Jason Brown and Cam Norris are just two of the more than two-dozen members of the Fort Wayne Police Department’s Emergency Services Team (EST), more commonly known as the SWAT (Special Weapons and Tactics) team.
“I think everyone has their own reason for joining SWAT,” says Brown. “A lot of us played sports so we’re used to working in a team environment. When I left the military, I really enjoyed the aspect of working in a team environment, comparable to a squad or platoon-sized element. When I became a cop I enjoyed those similarities. The SWAT team is all team. You’re not doing anything by yourself.”
“I agree – it’s the team environment,” adds Norris. “I wrestled and ran in high school and college and, once I got out of college I owned an insurance agency for a few years. I realized it was pretty boring sitting behind a desk all day. I missed that team atmosphere, especially an intense team atmosphere with a group of individuals who are willing to work to better themselves constantly. We all want to be the best we can be.”
Detectives Brown and Norris are both full-time FWPD officers and volunteered to join the SWAT team. Sergeant Tim Hughes is the SWAT commander.
“The Fort Wayne SWAT team is the reason I came to Fort Wayne. I was an officer in Ohio, and I visited Fort Wayne and did a couple ride-alongs. We saw these guys running around with a patch on their sleeve that was different from everyone else’s and wondered, ‘Who are these guys?’ It was explained to us that those are SWAT team members,” Hughes says. “We were so impressed with the way they carried themselves and the way they did their job, and really wanted to be a part of that.”
It’s a demanding job; one that requires additional training, specialized gear and immense dedication. They’re on call 24 hours a day, seven days a week, 365 days a year.
“We average anywhere from 80 to 100 operations per year, and that covers your high-risk warrant services or callout situations. Those can be a rescue-type scenario where, for example, a person has barricaded himself inside with a gun and is refusing to come out, or things like hostage situations,” explains Hughes. “I’d say over the past eight years we’ve also started taking a more proactive approach to attending events like festivals where there are going to be a lot of people congregated. We’ll be stationed somewhere nearby, but out of sight so we’re not scaring people. We’re ready to respond if someone tries to target one of those events.”

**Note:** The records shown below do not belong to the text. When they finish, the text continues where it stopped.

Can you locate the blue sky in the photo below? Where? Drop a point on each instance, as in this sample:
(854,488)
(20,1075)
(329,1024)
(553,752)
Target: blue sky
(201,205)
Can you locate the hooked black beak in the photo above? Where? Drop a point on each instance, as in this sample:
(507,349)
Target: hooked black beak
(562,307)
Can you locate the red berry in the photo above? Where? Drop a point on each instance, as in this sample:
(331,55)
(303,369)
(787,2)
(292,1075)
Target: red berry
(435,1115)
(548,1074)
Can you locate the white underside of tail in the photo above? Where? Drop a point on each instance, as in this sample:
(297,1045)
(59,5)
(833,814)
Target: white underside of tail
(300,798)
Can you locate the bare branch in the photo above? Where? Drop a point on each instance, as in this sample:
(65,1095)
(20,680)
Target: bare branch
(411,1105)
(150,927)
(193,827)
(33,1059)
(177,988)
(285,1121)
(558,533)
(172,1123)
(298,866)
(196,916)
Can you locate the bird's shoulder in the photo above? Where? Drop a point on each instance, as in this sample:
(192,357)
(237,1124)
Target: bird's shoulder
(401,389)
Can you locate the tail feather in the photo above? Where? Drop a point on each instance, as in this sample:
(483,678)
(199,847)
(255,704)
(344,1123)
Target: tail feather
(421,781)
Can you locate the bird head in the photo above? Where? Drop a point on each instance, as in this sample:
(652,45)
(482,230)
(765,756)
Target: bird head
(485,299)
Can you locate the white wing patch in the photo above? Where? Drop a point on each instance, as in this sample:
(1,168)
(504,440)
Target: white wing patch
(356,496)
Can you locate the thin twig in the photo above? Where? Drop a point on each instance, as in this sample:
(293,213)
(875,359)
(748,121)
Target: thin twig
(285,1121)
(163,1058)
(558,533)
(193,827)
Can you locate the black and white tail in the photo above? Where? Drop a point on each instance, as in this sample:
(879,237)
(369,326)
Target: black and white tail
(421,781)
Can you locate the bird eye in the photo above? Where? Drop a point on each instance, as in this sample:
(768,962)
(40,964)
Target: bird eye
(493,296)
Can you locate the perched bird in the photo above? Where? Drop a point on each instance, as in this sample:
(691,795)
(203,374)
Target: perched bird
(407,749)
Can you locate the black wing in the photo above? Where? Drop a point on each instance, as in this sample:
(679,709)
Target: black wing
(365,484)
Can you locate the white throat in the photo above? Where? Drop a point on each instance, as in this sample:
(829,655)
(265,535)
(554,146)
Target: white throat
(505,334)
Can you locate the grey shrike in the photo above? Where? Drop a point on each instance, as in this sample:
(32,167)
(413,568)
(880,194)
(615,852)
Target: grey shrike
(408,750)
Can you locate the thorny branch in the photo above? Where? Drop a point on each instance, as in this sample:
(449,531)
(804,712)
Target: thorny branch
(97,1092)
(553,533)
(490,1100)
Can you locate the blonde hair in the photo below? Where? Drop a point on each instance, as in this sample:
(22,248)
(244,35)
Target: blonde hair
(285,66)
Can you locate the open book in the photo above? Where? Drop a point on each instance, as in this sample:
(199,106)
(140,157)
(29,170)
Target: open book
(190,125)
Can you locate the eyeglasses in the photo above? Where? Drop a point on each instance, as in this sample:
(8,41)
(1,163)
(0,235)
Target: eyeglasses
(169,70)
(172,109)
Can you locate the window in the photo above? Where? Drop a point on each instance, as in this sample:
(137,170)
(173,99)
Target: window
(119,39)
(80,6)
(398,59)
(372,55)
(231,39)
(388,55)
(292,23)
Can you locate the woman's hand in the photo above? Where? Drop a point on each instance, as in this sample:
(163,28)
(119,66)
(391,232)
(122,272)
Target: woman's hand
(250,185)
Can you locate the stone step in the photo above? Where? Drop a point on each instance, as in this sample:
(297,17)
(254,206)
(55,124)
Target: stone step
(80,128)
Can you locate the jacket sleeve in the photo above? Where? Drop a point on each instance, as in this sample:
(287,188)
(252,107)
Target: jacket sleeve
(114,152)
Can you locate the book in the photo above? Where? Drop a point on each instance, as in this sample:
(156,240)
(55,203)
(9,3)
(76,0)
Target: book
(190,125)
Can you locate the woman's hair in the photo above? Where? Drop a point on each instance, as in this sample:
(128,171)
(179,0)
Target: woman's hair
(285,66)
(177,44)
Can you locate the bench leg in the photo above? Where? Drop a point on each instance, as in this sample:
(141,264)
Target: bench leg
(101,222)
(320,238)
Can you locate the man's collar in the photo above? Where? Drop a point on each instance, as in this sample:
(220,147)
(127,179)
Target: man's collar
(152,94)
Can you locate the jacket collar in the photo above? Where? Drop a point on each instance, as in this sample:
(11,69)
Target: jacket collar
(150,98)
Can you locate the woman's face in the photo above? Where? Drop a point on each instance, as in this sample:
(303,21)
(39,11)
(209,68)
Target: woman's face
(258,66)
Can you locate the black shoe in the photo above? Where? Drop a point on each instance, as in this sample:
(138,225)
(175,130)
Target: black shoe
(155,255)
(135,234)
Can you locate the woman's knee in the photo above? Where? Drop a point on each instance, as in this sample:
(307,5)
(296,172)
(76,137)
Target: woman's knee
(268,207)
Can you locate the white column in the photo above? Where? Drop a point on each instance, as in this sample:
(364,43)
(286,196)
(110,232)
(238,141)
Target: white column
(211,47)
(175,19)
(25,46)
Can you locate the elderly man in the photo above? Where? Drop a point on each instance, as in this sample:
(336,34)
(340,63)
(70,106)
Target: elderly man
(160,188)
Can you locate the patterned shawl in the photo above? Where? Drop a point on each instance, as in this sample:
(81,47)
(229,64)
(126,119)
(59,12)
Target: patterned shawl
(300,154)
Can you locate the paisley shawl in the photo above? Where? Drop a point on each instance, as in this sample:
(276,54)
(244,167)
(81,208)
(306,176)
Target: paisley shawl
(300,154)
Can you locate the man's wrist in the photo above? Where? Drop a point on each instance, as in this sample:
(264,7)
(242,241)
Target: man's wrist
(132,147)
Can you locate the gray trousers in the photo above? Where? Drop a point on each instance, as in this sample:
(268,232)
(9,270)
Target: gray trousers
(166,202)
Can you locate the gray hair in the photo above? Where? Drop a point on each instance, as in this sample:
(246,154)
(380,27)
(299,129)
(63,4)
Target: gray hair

The city of Fort Wayne provides most of the tools the members of the SWAT team need, but not all of them. That’s why a nonprofit organization called the S.A.V.E. (Standing Against Violence Everyday) Foundation was formed almost 10 years ago.
“There are times we get called out and it’s 20 below zero – we’re out in the elements and need warm weather gear,” says Norris. “That’s expensive and members of the team were having to eat those costs. The S.A.V.E. Foundation came about because we were looking for a way to help offset those costs.”
“I remember spending anywhere from $700 to $1,000 my first year,” recalls Brown. “All of that came out of my pocket.”
To raise money, S.A.V.E. hosts car shows and bowling events, as well as a golf outing that takes place each year during National Police Week.
“Some volunteers came forward and said, ‘We’re going to help you guys do this.’ They set up the fundraisers and they control the money,” explains Norris. “We figure out what people need and then we request funding for those things. That way it all stays very above-board.”
This year’s signature event is set for May 17 at Autumn Ridge Golf Course. Sponsors help underwrite the cost of the outing and foursomes or individuals pay a fee to participate.
“A lot of the guys on the team like myself participate and play, and that just gives us another chance to interact with the community,” Hughes says. “They don’t get to come out to our drug raids with us, but we golf with them and we can tell them what we do.”
Not only do the funds help pay for equipment, but the money can also be used for continuing education, which is essential for SWAT members.
Brown is thankful for the support S.A.V.E. provides. “From the time I started with this team 23 years ago to where we are today, we’re leaps and bounds ahead as far as personal training and equipment. Across the board, everything has gotten better,” he says.